# Generative Adversarial Networks

**Main Idea** 
We have **two** Networks running: 
1. The $Generator$: Which creates samples by mapping random noise to the data-space.
2. The  $Discriminator$: Which aims to classify if the image is fake or real.

In the event that the $Discriminator$ Correctly identifies a fake image, this will be sent back as a signal to the $Generator$ to improve it's sampling quality.

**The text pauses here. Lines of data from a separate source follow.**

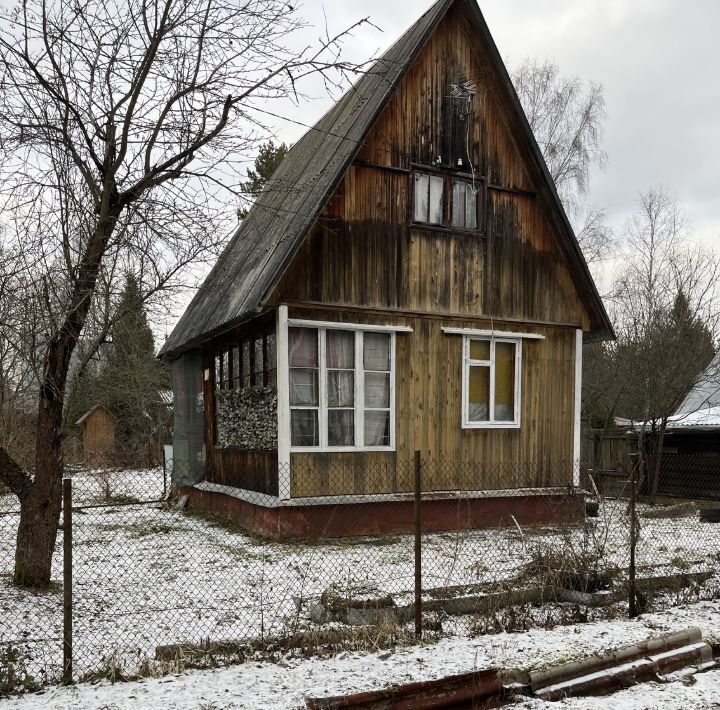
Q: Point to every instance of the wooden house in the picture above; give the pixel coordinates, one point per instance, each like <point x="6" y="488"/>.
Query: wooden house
<point x="97" y="428"/>
<point x="690" y="460"/>
<point x="408" y="281"/>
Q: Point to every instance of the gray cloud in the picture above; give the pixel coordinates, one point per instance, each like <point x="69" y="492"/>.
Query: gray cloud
<point x="657" y="61"/>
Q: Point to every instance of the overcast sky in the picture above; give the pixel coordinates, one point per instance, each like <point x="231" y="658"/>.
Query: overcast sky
<point x="656" y="59"/>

- We will see that training GAN isn't stable. 
- Although it's caparable of producing **Quality Samples**, it doesn't have great **Coverage**

## Discrimination as a signal

We generate new samples $\{\mathbf{x_j}^*\}$ that are drawn from the same distribution as a set of real training data $\{\mathbf{x_i}\}$

**How we generate a new sample**
1. Choose a **simple and known** dsitribution
2. **Randomly sample a point** from that dsitribution.
3. Pass this data through a network $\mathbf{x_j^*} = \mathbf{g}[\mathbf{z_j}, \theta ]$, the $Generator$.
   - The network aims to find the parameters that makes $\mathbf{x_j^*}$ look similar to training data $\{\mathbf{x_i}\}$.
4. Our $Discriminator$ network, aims to classify its input $\{Real, Generated\}$
   - If the discriminator classifies a generated image as a fake, it sends the **Gradient signal** back to the generator during backpropagation.

### GAN loss Function 

Our Discriminator: $f[\mathbf{x}, \phi] \in \mathbb{R}$
- The **higher** the **value** the **more** it believes the image to be **Real**
- The Goal of the discrimnator is to minimize loss, and this is a classic binary-classification problem.
$$
\hat{\phi} = \text{arg}\min_{\phi} \left[\sum_i -(1-y_i)\log\left(1- \sigma(f[\mathbf{x}_i, \phi])\right) - y_i\log\left(\sigma(f[\mathbf{x}_i, \phi])\right)\right]
$$
- We **define** $real$ examples $\mathbf{x_i}$ to have label $y=1$ and $generated$ examples $\mathbf{x_j^*}$:
  
$$
\hat{\phi} = \text{arg}\min_{\phi} \left[\sum_j -\log\left(1- \sigma(f[\mathbf{x_j^*}, \phi])\right) - \sum_i\log\left(\sigma(f[\mathbf{x}_i, \phi])\right)\right]
$$

Our Generator: $\mathbf{x_j^*} = g[\mathbf{z_j}, \theta] \in \mathbb{R}^n$
- The Generator wants to produce the largest value possible, but it's always being checked by the discriminator, so maximize it's minimum:

$$
\hat{\theta} = \text{arg}\max_{\theta}\left[\min_{\phi} \left[\sum_j -\log\left(1- \sigma(f[\mathbf{x_j^*}, \phi])\right) - \sum_i\log\left(\sigma(f[\mathbf{x}_i, \phi])\right)\right]\right]
$$